To: JBTFD who wrote (1076)4/2/2002 10:55:50 AM
From: Ahda  Read Replies (1) | Respond to of 2794
 
Derivatives International companies also hedge dollars. I don't know the term to use other than a hedge as they are buying insurance to cover all directions of currency.

This does not add to earnings it amounts to the cost of protection of dollars.

I suppose if one got too creative here and left themselves open to injury by carrying a put on one currency to avoid down side injury instead of a put and call on all currency involved there could be a catastrophe in the making.

Financial instruments are very varied. In the above case they are used to protect from risk yet are a cost to profit.

In enrons case I feel it wasn't so much derivative exposure rather a new derivative of standard accounting procedures that caused the demise.

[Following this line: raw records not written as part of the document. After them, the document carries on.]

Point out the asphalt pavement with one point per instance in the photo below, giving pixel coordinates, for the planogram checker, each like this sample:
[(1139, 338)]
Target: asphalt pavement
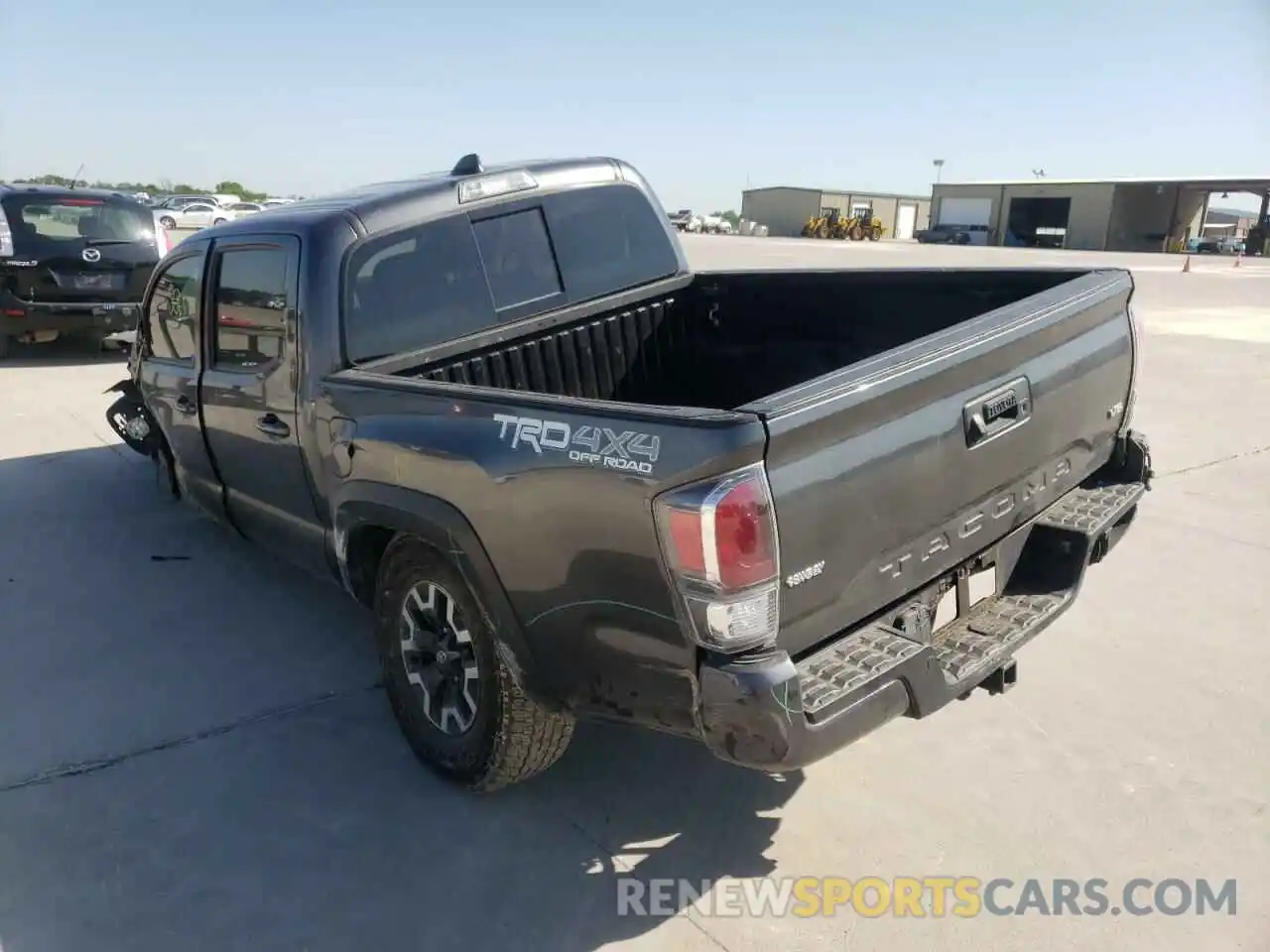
[(195, 754)]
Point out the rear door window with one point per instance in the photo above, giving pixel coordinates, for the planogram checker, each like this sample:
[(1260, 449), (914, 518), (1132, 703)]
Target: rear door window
[(172, 317), (250, 307)]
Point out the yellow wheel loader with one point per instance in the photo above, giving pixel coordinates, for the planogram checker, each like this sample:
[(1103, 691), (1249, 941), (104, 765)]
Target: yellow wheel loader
[(828, 223), (865, 226)]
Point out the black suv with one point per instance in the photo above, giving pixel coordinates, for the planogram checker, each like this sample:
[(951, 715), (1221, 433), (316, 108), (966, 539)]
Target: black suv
[(72, 262)]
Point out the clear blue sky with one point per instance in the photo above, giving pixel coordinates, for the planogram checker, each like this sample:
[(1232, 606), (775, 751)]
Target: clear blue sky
[(701, 96)]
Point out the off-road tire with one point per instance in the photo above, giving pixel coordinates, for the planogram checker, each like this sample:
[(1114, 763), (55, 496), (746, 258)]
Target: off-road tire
[(512, 737)]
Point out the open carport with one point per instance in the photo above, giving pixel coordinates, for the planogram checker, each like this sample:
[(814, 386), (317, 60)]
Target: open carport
[(1107, 214)]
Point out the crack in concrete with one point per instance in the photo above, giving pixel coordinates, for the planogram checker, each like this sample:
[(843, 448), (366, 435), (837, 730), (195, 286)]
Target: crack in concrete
[(273, 714), (1220, 460)]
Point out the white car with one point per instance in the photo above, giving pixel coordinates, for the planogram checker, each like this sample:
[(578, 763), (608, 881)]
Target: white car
[(195, 214)]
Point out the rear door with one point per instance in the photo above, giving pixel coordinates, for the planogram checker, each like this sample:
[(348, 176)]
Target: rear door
[(85, 249), (169, 368), (248, 397), (890, 475)]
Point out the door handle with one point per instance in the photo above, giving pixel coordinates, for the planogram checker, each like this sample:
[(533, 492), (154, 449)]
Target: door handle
[(272, 425)]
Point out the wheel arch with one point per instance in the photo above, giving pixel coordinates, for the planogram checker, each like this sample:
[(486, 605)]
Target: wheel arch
[(366, 521)]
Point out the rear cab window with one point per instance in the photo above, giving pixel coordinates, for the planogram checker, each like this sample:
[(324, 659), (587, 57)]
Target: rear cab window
[(466, 273), (48, 225)]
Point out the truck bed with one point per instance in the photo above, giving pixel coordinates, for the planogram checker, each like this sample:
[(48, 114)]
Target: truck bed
[(730, 339), (913, 419)]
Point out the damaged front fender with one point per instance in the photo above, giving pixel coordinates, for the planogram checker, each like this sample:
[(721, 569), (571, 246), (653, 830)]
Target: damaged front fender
[(132, 421)]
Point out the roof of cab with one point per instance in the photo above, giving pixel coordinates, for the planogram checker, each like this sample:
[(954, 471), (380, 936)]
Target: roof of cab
[(62, 190), (385, 204)]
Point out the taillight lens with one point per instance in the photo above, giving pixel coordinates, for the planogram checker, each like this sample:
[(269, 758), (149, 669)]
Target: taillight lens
[(720, 544)]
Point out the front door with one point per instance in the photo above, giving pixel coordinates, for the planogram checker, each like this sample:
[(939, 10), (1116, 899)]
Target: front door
[(249, 397), (169, 370)]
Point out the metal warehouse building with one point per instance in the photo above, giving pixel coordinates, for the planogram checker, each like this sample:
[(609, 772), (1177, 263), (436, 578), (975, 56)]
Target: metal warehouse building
[(1111, 214), (785, 209)]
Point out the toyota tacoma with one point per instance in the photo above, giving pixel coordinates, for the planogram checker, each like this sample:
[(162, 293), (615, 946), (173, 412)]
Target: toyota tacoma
[(571, 477)]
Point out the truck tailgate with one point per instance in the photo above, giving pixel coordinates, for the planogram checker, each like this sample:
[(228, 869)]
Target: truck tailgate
[(893, 472)]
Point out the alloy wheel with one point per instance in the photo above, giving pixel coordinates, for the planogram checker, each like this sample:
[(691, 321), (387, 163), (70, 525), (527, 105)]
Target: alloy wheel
[(440, 658)]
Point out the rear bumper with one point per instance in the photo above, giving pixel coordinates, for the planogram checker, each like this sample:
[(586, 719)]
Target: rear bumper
[(775, 714), (18, 316)]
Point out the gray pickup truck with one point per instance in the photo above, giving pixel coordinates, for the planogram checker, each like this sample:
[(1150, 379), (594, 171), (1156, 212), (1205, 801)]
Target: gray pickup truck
[(570, 477)]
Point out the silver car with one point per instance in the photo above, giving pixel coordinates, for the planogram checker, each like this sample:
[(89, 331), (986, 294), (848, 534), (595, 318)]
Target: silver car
[(194, 214)]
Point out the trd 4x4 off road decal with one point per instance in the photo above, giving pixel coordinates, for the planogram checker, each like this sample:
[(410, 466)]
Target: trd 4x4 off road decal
[(595, 445)]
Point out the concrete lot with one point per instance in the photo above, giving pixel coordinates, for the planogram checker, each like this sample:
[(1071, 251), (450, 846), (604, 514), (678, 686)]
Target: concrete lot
[(194, 753)]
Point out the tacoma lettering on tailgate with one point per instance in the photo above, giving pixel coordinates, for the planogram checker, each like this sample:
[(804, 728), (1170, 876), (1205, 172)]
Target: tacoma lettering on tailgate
[(594, 445), (959, 534)]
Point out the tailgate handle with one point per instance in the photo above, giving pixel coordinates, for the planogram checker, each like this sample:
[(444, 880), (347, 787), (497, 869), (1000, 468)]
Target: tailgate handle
[(997, 412)]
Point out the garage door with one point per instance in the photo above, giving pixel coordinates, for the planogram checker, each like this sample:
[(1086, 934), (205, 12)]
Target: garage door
[(965, 211), (906, 221)]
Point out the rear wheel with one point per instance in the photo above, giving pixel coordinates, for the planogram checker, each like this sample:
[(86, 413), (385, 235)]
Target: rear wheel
[(453, 698)]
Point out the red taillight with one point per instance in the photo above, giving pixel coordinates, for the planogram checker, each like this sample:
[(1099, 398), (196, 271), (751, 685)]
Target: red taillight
[(720, 543), (743, 538)]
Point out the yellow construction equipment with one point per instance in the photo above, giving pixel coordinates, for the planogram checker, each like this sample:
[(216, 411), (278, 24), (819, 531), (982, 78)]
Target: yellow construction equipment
[(828, 223), (864, 226)]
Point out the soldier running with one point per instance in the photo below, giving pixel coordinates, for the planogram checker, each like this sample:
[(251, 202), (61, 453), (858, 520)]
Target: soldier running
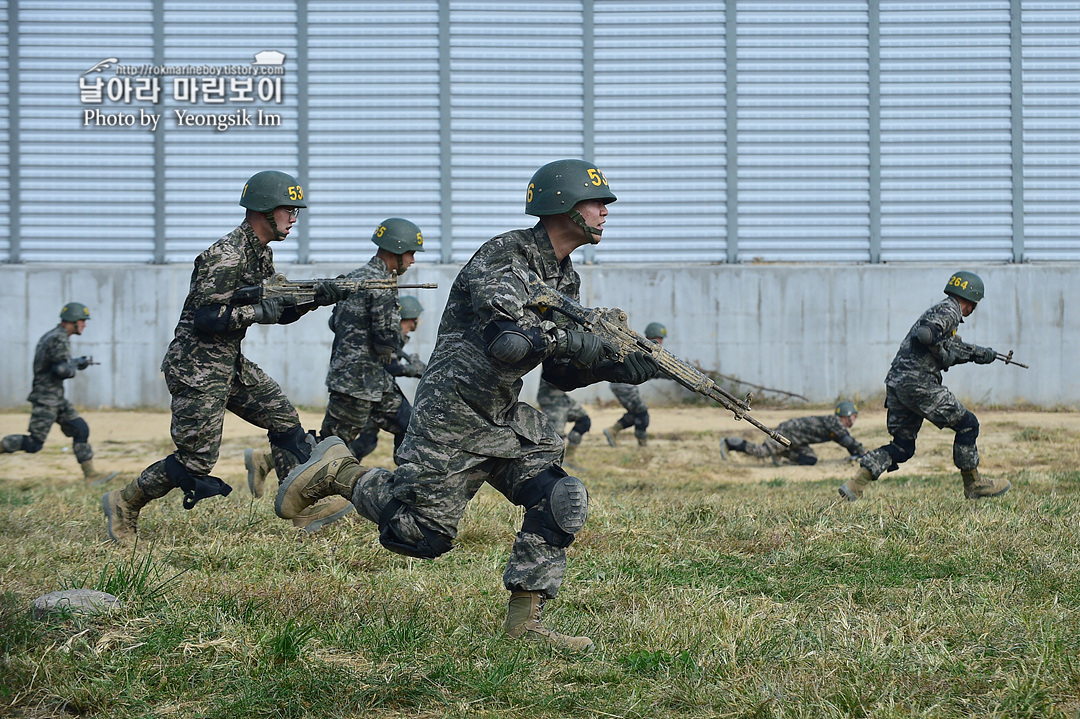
[(53, 364), (470, 425), (914, 392)]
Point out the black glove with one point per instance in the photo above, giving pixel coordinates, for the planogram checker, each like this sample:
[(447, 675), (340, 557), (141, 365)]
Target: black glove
[(636, 368), (584, 349), (268, 311), (328, 293)]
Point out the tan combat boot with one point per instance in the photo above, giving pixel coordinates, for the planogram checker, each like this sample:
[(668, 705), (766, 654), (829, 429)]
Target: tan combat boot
[(259, 463), (332, 470), (853, 488), (324, 512), (93, 476), (121, 509), (523, 622), (611, 432), (975, 486)]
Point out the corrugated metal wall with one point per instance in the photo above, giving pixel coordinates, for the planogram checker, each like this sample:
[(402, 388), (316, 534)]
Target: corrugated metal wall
[(732, 131)]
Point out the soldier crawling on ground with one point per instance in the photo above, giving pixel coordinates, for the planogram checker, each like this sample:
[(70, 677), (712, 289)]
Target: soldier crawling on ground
[(802, 432), (914, 393), (204, 368), (470, 426), (630, 397), (53, 364)]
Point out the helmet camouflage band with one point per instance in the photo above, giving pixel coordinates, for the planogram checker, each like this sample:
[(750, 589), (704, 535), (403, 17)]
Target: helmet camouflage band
[(558, 186), (846, 408), (410, 307), (75, 312), (967, 285), (655, 329), (269, 189), (399, 236)]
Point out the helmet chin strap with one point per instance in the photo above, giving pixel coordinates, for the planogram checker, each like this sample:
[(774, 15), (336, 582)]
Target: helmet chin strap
[(273, 226), (592, 233)]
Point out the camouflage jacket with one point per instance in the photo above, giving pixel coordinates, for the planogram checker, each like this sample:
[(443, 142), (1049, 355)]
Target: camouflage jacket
[(915, 360), (468, 399), (366, 320), (204, 353), (52, 365), (815, 430)]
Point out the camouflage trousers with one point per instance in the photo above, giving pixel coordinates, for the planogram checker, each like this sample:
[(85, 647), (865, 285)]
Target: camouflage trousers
[(435, 484), (198, 418), (637, 411), (907, 407), (350, 418), (42, 418), (562, 409)]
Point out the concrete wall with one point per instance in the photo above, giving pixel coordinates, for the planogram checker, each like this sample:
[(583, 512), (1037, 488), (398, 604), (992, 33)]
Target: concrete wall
[(821, 330)]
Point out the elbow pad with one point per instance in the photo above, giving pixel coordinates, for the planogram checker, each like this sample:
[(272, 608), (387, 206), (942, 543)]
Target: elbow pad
[(508, 342), (213, 319)]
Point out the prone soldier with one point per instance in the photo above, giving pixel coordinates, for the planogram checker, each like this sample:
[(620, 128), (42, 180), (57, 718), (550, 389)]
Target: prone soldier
[(914, 393), (205, 370), (470, 426), (802, 432), (53, 364)]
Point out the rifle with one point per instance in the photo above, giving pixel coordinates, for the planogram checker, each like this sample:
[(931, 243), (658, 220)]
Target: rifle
[(302, 292), (966, 351), (611, 325)]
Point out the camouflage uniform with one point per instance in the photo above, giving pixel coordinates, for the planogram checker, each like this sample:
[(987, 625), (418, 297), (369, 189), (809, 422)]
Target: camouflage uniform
[(914, 392), (561, 408), (469, 425), (206, 374), (364, 396), (52, 365), (637, 411), (802, 432)]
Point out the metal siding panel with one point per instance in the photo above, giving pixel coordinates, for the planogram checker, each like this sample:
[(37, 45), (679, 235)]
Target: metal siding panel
[(804, 123), (946, 166), (1051, 131), (105, 175), (515, 104), (660, 129), (374, 123)]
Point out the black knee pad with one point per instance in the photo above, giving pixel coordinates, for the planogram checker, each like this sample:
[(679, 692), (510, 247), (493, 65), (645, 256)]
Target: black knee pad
[(582, 424), (194, 488), (900, 450), (565, 511), (364, 445), (77, 429), (642, 421), (294, 441), (967, 429), (432, 545)]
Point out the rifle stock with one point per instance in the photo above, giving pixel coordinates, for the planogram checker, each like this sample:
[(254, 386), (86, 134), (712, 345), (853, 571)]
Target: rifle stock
[(611, 324), (302, 292)]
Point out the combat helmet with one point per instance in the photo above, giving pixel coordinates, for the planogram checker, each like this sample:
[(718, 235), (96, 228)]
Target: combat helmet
[(967, 285), (655, 329), (269, 189), (410, 307), (846, 408), (558, 186), (75, 312)]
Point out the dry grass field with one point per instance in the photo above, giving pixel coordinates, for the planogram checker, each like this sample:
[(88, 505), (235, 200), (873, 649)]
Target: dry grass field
[(712, 588)]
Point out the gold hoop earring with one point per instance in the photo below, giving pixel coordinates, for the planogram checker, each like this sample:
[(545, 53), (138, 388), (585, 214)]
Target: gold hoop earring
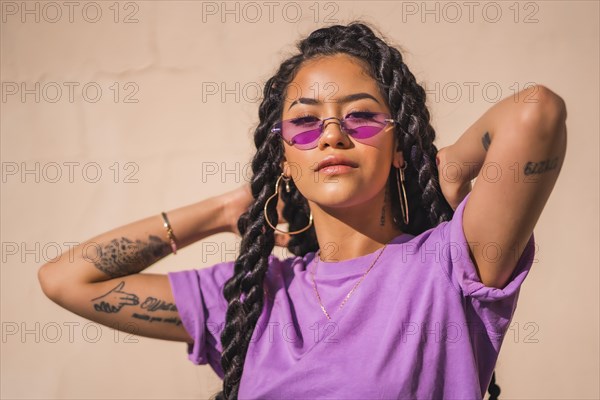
[(402, 194), (287, 188)]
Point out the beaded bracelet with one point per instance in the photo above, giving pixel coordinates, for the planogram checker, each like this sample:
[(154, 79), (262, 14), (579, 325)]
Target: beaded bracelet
[(170, 234)]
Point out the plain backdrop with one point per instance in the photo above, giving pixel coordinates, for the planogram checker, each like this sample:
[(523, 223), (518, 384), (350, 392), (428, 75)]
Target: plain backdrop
[(115, 111)]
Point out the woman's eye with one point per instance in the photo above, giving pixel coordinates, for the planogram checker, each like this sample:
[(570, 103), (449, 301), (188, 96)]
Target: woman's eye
[(361, 115), (308, 120)]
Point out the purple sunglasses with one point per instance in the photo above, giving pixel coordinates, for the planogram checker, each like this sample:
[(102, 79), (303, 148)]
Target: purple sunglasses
[(304, 132)]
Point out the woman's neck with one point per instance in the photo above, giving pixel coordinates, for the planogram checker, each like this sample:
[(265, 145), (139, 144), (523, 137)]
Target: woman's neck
[(347, 233)]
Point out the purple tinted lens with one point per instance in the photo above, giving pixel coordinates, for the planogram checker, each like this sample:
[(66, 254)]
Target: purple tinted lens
[(305, 134), (364, 132)]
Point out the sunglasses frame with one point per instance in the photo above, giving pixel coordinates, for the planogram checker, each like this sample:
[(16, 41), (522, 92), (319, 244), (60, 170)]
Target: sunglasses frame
[(277, 128)]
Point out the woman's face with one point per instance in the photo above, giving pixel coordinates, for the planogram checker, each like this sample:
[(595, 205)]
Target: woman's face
[(336, 86)]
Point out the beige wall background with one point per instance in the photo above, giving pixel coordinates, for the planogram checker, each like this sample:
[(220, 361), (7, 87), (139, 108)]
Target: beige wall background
[(114, 111)]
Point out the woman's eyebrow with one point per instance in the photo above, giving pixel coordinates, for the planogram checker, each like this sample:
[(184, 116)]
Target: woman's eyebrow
[(345, 99)]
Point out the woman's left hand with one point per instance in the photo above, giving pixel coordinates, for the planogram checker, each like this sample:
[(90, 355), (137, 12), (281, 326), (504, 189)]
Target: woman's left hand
[(453, 182)]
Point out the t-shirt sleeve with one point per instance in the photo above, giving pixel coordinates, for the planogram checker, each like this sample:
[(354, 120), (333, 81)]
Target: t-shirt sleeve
[(493, 307), (199, 299)]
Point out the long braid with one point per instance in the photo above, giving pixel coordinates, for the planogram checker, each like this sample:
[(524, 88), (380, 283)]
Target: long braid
[(427, 205)]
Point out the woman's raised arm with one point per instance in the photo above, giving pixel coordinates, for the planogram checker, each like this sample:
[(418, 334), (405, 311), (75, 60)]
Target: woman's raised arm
[(100, 280)]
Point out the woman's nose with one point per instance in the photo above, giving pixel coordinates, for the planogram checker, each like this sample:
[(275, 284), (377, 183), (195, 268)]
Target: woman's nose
[(333, 134)]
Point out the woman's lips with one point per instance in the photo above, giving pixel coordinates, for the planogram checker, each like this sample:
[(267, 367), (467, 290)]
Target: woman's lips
[(336, 169)]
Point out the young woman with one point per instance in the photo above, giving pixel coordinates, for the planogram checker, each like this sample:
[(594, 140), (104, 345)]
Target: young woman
[(404, 277)]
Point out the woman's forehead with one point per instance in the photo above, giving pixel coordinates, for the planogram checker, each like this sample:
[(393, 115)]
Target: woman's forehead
[(337, 78)]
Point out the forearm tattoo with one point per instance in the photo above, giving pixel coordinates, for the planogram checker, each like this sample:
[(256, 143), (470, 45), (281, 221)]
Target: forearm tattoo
[(486, 140), (123, 256), (541, 166), (115, 299)]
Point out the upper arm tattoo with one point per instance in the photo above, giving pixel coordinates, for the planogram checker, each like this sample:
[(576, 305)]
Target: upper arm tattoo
[(486, 140), (125, 257)]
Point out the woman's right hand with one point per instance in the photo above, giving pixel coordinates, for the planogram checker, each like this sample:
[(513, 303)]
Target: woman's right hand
[(237, 202)]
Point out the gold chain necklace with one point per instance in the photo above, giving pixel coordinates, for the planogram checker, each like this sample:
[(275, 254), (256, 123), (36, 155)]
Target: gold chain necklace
[(317, 257)]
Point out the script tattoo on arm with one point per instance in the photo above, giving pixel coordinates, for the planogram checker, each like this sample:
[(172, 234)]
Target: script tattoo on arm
[(541, 166), (154, 304), (123, 256), (114, 300), (486, 140), (167, 320)]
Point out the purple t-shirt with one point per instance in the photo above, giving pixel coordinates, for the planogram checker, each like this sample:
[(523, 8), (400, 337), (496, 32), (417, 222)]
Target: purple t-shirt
[(421, 324)]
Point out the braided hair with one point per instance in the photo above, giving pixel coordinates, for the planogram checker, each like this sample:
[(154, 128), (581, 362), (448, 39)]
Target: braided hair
[(244, 291)]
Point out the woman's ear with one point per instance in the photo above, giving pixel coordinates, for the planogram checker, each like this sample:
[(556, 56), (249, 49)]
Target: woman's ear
[(398, 160)]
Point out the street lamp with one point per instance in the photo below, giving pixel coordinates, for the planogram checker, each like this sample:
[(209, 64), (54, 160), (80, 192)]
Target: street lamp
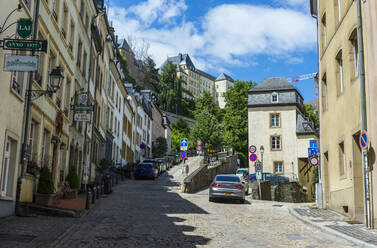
[(55, 81)]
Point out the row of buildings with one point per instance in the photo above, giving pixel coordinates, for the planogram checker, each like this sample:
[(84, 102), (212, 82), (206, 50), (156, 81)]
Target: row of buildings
[(347, 59), (197, 81), (123, 122)]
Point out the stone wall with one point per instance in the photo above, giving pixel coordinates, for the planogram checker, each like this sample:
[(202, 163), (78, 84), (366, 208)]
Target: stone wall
[(205, 174)]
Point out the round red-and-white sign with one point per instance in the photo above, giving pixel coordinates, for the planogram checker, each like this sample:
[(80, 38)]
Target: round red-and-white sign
[(314, 161)]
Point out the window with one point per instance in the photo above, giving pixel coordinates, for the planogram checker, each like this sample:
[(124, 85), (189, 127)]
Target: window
[(274, 97), (324, 93), (275, 120), (355, 51), (339, 75), (342, 159), (278, 167), (323, 32), (275, 143)]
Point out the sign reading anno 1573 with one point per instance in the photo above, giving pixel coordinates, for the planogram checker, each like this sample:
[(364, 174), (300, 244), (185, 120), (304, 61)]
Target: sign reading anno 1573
[(24, 27), (20, 63)]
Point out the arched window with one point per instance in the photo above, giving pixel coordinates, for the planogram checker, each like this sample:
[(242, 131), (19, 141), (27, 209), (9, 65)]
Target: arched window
[(274, 97)]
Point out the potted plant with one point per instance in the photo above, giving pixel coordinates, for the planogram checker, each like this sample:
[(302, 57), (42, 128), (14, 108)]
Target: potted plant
[(73, 182), (45, 194)]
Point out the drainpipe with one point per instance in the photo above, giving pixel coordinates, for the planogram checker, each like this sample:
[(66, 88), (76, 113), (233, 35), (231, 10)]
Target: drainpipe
[(363, 114)]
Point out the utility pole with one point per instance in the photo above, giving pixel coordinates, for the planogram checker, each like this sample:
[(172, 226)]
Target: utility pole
[(363, 114), (27, 117)]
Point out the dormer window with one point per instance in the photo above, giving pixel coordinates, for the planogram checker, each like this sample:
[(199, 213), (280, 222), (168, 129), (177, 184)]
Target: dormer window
[(274, 97)]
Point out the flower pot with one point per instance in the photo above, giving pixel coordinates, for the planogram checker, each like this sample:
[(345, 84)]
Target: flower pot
[(45, 199)]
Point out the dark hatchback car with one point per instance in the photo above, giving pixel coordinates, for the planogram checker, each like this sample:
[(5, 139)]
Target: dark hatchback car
[(145, 170), (274, 179)]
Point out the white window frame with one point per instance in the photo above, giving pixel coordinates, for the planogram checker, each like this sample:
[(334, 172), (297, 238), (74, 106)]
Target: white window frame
[(272, 97), (280, 165)]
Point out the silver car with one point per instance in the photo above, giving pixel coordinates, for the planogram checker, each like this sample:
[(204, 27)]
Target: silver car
[(227, 186)]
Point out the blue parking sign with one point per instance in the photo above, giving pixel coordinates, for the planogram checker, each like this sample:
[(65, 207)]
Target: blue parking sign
[(184, 142)]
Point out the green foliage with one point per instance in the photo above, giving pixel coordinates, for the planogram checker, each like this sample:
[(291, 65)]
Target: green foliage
[(169, 97), (160, 147), (207, 129), (45, 184), (315, 179), (103, 165), (235, 120), (312, 114), (73, 178)]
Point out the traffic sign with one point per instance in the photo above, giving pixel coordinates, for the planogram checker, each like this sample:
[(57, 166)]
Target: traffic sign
[(258, 175), (184, 142), (27, 45), (81, 117), (253, 157), (183, 154), (313, 143), (24, 27), (313, 151), (82, 108), (258, 166), (313, 161), (364, 140), (252, 149)]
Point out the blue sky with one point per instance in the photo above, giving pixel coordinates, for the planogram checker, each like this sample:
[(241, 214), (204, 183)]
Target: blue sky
[(249, 40)]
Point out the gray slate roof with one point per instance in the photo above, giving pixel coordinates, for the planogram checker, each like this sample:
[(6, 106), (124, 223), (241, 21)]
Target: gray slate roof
[(274, 83), (224, 76)]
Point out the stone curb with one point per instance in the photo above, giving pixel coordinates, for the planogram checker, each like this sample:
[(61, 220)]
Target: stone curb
[(329, 230)]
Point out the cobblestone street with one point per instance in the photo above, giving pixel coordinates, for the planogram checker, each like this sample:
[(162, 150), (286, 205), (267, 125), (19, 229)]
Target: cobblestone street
[(147, 213)]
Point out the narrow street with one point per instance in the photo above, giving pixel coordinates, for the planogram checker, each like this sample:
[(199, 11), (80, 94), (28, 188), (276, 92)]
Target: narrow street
[(147, 213)]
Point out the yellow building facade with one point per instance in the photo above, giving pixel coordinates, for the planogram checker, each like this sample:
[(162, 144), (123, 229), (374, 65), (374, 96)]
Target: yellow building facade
[(340, 108)]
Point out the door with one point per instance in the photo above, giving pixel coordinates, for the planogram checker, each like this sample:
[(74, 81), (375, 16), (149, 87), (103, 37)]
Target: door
[(5, 173)]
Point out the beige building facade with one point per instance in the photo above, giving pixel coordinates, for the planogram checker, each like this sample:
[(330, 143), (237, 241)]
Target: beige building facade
[(340, 108), (277, 122)]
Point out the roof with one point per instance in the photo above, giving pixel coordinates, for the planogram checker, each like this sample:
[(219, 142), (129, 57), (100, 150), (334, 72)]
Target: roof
[(274, 83), (204, 74), (224, 76)]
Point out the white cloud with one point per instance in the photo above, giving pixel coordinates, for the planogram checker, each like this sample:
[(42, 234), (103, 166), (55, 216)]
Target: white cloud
[(228, 34), (161, 10)]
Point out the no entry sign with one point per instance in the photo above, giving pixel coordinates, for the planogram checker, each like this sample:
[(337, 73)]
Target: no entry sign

To: JBTFD who wrote (1076)4/3/2002 10:12:06 AM
From: Henry Volquardsen  Read Replies (3) | Respond to of 2794
 
those losses were only related to derivatives because Enron used derivative structures to transfer the assets and debts to the partnerships to hide them. the derivatives did not cause the losses. Excessive debt to build their broadband business with little revenue caused the losses. The derivatives were just a transfer mechanism.

if you don't buy it then why don't you explain exactly how Enron lost money because of derivatives and not because of their failed business strategy.